Приблизившись 16 июля к Вильгельмегафену, где уже развернулась мобилизация, мы не могли войти в гавань, так как шлюзы еще не были готовы; пришлось остаться на рейде. Опасности, связанные с отсутствием дока, ослабляли эскадру; любая пробоина в днище не могла быть заделана, а это означало потерю боеспособности. Стоянка на внешнем рейде была тяжелой. Нас предполагалось использовать в случае нападения на Гамбург или иной пункт на побережье Северного моря.
Мы выходили в море дважды. В первый раз для того, чтобы подкараулить на широте Доггер-банки два новейших французских броненосных корабля, посланных на соединение с французской Балтийской эскадрой; во второй раз – после сильного шторма, когда мы ожидали встретить рассеянные бурей корабли французского флота на траверзе Гельголанда.
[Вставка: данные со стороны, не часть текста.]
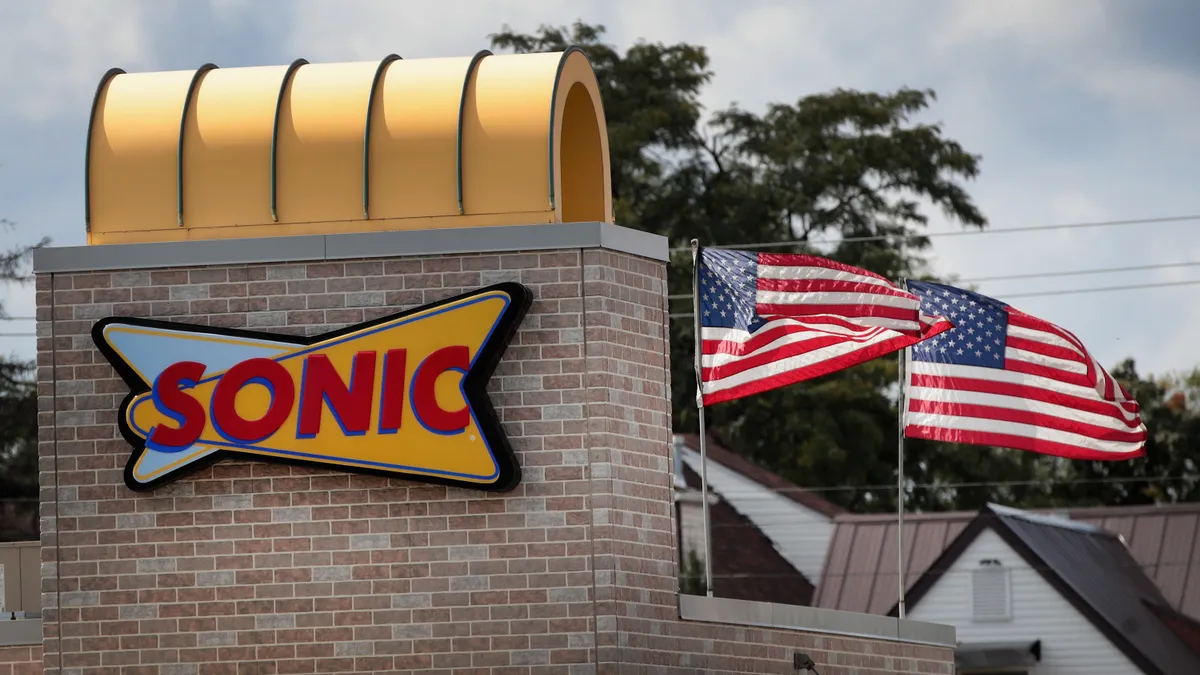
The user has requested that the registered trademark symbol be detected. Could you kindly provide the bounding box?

Однако оба раза до боя не дошло. Армия обвиняла нас в том, что мы не атаковали весь французский флот, когда, возвращаясь на родину, он вдруг появился у Вильгельмсгафена. Мы, юнцы, также были возмущены бездействием, но оставление эскадры в гавани было правильным. У нас было три броненосных корабля против восьми; мы делали всего 10 узлов, и хотя в журнале «Гартенлаубе» капитан Вернер разрекламировал «Кенига Вильгельма» как самый мощный корабль в мире, это не могло устранить тройного превосходства сил врага. Поэтому можно было ожидать бесполезной потери всего нашего флота в условиях, когда восстановить его было невозможно. Неморякам также трудно было понять, почему мы не решились хотя бы на вылазку. Однако начавшееся морское сражение нельзя прервать, когда враг имеет превосходство в скорости. Все же бездействие флота было поставлено нам в вину. Нам даже не засчитали службы на войне.